UK Documentary makers have long lamented a creeping ‘death’ of the author, and television, once their chief patron, is accused of restricting voices (Archer, 2005). How, therefore, should Hospital ‘s authorship be understood? As the series’ executive producer, Littleboy will provide a forensic examination of industrial conditions – where Caldwell’s definition of TV production as “necessarily collaborative” (2008) holds, but the impact of new practices requires further scrutiny. The examination of a short scene, where four shooting and directing teams collide, aims to move towards a better understanding of contemporary TV documentary authorship, asking: who, of the 50 or so personnel who generated footage for this series, the many involved in its editing, and not forgetting those performing on screen, should be named as its authors?
Dana Hajaj
My creative practice-based project explores the experiences of British-Arab actors in the UK. Through the utilization of autoethnography, interviews, and critical analysis, I aim to develop a screenplay that challenges existing narratives of British Arabs. I am conducting a thorough investigation into the historical images of Arabs prevalent in British film and television, as well as exploring the complex relationship between British-Arab actors and the roles they have been expected to play. Through a combination of analyzing existing representations, conducting interviews with British-Arab actors, and reflecting on my own experiences as a British-Arab actor, I intend to lay the foundation for the creation of a TV drama series.
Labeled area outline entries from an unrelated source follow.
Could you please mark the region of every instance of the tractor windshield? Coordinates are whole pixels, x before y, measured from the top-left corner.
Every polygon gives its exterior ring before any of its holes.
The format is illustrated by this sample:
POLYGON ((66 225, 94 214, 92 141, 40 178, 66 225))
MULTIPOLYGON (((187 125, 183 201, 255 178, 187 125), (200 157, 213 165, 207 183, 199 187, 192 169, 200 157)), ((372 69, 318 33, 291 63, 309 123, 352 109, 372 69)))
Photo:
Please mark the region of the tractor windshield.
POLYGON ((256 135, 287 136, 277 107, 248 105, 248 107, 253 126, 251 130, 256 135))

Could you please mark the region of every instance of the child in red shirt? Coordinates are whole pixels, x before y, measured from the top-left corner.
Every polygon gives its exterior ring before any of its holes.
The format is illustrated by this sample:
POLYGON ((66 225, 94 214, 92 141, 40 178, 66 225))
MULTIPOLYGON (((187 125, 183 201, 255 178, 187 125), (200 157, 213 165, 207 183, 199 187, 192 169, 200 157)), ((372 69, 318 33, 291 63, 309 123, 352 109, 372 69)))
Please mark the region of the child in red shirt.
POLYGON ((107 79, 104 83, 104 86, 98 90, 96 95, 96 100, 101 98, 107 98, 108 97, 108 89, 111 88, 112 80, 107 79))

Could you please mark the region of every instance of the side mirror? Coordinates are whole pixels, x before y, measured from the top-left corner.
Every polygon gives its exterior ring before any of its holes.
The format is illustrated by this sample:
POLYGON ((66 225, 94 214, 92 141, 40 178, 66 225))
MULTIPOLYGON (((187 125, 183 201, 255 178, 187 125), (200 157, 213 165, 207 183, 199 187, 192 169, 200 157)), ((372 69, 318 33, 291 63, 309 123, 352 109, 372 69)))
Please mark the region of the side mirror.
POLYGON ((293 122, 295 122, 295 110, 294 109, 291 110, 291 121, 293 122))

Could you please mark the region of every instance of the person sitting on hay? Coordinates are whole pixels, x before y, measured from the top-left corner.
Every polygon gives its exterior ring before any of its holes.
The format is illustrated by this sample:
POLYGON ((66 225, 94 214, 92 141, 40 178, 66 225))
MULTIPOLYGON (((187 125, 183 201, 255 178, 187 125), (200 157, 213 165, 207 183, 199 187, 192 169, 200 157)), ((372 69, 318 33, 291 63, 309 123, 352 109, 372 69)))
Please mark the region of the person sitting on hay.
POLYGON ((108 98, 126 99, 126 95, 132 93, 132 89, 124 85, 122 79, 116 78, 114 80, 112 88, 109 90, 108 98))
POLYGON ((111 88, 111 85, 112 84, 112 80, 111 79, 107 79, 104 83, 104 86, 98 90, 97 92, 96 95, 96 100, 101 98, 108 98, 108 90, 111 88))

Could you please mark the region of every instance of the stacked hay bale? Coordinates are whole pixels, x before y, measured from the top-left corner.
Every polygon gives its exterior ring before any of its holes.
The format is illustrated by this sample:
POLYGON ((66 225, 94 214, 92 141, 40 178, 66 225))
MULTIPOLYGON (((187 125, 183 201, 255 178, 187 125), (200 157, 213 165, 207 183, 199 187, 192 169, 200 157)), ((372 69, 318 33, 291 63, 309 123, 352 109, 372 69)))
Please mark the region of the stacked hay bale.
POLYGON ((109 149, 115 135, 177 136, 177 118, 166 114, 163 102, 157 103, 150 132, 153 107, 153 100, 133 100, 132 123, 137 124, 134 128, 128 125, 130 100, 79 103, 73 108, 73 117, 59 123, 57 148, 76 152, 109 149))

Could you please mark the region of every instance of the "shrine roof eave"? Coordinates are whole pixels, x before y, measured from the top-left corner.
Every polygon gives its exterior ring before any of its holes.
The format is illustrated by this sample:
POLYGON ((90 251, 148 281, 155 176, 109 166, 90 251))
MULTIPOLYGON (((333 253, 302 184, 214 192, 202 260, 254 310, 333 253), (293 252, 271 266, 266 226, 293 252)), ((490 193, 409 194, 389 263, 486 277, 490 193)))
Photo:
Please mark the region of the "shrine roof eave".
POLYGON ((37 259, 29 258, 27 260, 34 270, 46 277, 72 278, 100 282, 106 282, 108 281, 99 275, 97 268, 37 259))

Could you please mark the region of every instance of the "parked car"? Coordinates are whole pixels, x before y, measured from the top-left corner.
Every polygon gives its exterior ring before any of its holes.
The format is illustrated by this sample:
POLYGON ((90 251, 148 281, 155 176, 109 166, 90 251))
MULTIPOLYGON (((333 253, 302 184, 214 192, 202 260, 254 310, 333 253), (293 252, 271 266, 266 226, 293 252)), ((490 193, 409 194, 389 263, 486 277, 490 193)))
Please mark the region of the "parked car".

This series will be grounded in the authentic experiences of British-Arab actors, with a particular emphasis on the challenges and discrimination faced by female actors due to the intersectionality of gender, ethnicity, and class. By bridging the gap between the analysis of representations and the lived experiences of British actors, this project aims to contribute to a more nuanced and inclusive understanding of British-Arab experiences within the entertainment industry and society at large.
Teale Failla: Tuning out and breaking down: the mental health crisis and skills shortage in the UK television industry post Covid lockdown and sustainable solutions in wellbeing leadership
My PhD project investigates the mental health and wellbeing crisis faced by workers in the UK television industry, the effects Covid has had, and solutions that create a positive work environment. This study is born out of my MBA dissertation on leading creative teams, using the UK television industry as a case study. What was most notable in that study was not just the positive effects of good leadership on creativity, profit and sustainability, but the devastating effects of poor leadership which has led to a mental health crisis that the industry is now beginning to take seriously.
Sexual harassment, bullying, systemic bias, long hours and low pay go relatively unmonitored, providing a working environment no other industry would tolerate. The Film and Television Charity released The Looking Glass Report in 2020 which found that 63% of both freelance and full-time workers have considered leaving the industry, and over half have contemplated suicide due to these problems. Covid has exacerbated these pre-existing issues, which has produced a major talent gap in the industry.
Whilst report after report surfaces outlining the problems, my project will be the first to present solutions for leaders through the use of interviews, surveys and case studies of production companies and networks. The aim is to provide industry leaders a model of well-being leadership that provides a nurturing work environment, resulting in happier crews, more creativity, better productivity and higher profits.